To open and read the contents of a Parquet file:

from fastparquet import ParquetFile
pf = ParquetFile('myfile.parq')
df = pf.to_pandas()

The Pandas data-frame, df will contain all columns in the target file, and all row-groups concatenated together. If the data is a multi-file collection, such as generated by hadoop, the filename to supply is either the directory name, or the “_metadata” file contained therein - these are handled transparently.

One may wish to investigate the meta-data associated with the data before loading, for example, to choose which row-groups and columns to load.

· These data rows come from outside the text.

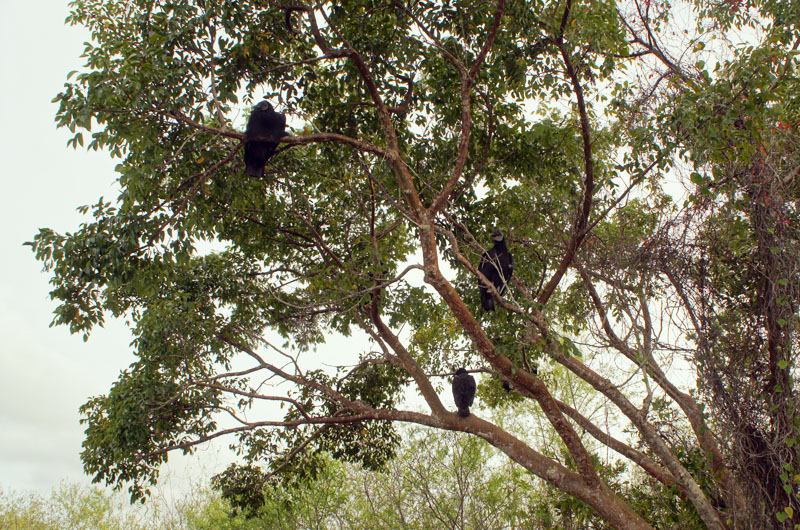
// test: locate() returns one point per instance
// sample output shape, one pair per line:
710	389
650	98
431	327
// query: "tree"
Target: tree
418	128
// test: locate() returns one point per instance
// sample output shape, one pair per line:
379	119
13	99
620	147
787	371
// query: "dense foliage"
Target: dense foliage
640	158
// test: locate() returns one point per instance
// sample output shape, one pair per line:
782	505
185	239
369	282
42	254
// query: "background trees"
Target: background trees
418	128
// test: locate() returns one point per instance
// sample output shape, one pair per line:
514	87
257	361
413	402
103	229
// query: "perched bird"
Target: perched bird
463	391
268	127
497	265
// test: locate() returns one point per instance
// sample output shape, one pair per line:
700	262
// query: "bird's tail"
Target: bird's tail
487	301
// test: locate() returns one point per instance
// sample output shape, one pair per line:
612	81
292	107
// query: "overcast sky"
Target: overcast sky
45	373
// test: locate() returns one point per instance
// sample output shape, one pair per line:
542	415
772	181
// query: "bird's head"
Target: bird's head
263	106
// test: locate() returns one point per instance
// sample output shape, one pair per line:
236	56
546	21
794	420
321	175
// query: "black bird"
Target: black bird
269	127
497	265
463	391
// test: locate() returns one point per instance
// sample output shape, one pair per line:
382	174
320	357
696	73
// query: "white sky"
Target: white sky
45	373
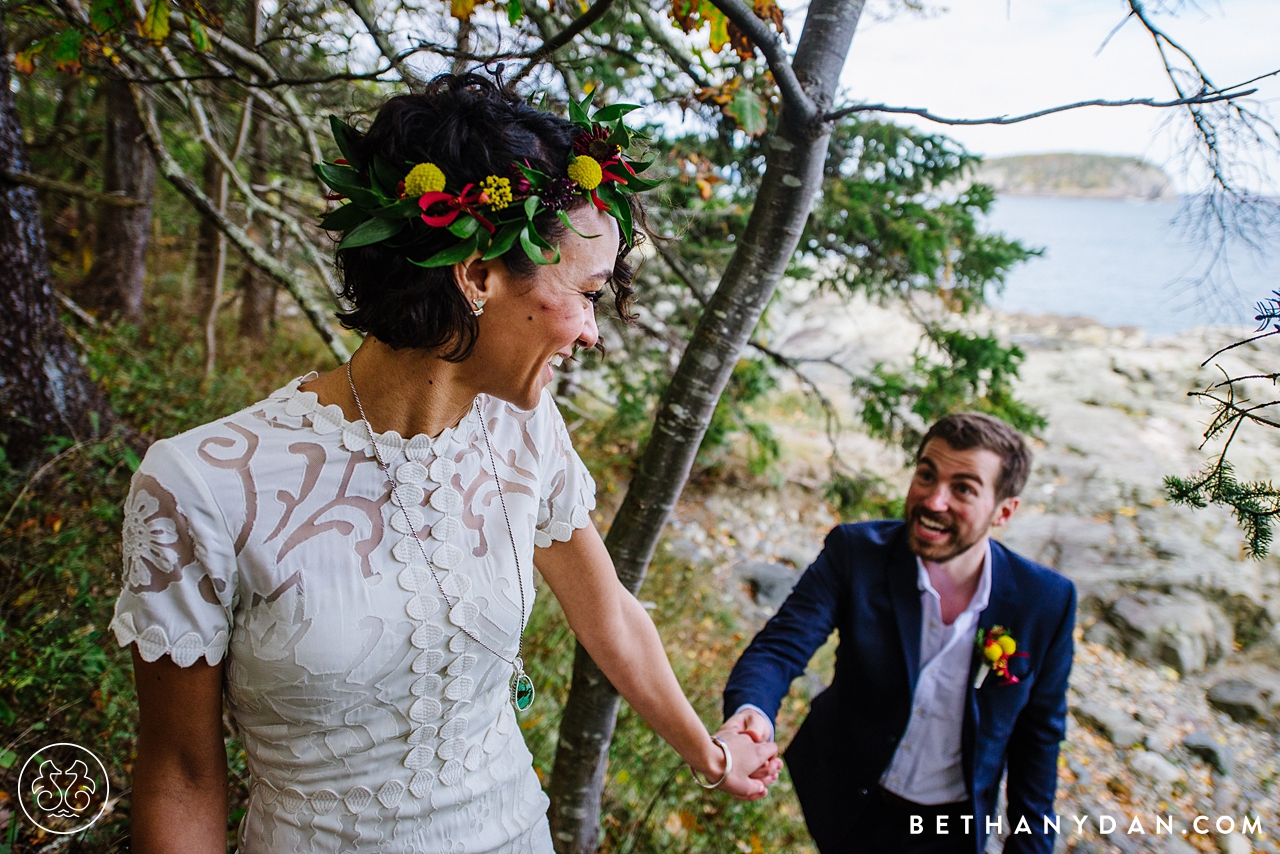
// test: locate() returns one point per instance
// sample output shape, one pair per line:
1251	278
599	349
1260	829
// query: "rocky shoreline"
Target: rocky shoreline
1175	700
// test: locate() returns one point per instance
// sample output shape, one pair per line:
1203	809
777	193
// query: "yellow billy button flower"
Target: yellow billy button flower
424	178
498	191
585	172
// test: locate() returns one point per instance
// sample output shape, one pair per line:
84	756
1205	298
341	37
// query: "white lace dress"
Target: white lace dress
370	721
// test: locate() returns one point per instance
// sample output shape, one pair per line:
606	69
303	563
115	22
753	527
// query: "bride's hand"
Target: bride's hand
754	766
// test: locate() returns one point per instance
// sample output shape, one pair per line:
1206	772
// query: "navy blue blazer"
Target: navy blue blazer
864	584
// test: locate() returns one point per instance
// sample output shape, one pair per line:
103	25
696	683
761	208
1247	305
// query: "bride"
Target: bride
350	561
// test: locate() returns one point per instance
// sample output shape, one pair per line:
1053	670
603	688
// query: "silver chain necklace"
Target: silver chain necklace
521	686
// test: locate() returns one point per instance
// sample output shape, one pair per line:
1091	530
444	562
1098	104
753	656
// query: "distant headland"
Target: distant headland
1080	176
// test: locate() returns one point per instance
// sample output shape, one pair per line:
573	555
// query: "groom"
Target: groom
952	663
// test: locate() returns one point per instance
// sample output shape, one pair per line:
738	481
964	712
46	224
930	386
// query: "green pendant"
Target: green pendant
521	692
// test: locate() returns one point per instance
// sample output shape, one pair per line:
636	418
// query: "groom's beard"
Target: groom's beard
958	542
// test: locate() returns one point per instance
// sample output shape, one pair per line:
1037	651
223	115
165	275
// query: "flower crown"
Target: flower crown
406	209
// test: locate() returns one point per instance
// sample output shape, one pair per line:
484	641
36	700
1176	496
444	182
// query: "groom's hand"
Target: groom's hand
755	726
752	722
753	765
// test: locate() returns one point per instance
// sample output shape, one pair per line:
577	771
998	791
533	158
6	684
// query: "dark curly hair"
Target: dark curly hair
471	127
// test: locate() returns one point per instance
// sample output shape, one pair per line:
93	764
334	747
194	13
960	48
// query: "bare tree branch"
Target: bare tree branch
254	254
543	19
799	106
681	269
51	185
661	36
594	13
412	80
1207	97
248	82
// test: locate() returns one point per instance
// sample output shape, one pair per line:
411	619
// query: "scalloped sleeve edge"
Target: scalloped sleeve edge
154	642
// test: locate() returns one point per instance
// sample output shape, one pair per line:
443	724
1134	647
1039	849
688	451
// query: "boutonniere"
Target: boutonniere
995	648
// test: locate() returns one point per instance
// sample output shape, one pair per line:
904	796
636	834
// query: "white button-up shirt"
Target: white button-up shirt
927	765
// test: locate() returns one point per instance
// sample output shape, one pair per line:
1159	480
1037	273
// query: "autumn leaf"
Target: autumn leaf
24	62
64	49
199	35
155	26
693	14
108	16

The properties columns, count, dtypes and statistics are available to assist with this. In addition, if the data is in a hierarchical directory-partitioned structure, then the property cats specifies the possible values of each partitioning field.

You may specify which columns to load, which of those to keep as categoricals (if the data uses dictionary encoding), and which column to use as the pandas index. By selecting columns, we only access parts of the file, and efficiently skip columns that are not of interest.

df2 = pf.to_pandas(['col1', 'col2'], categories=['col1'])
# or
df2 = pf.to_pandas(['col1', 'col2'], categories={'col1': 12})

where the second version specifies the number of expected labels for that column.

Furthermore, row-groups can be skipped by providing a list of filters. There is no need to return the filtering column as a column in the data-frame. Note that only row-groups that have no data at all meeting the specified requirements will be skipped.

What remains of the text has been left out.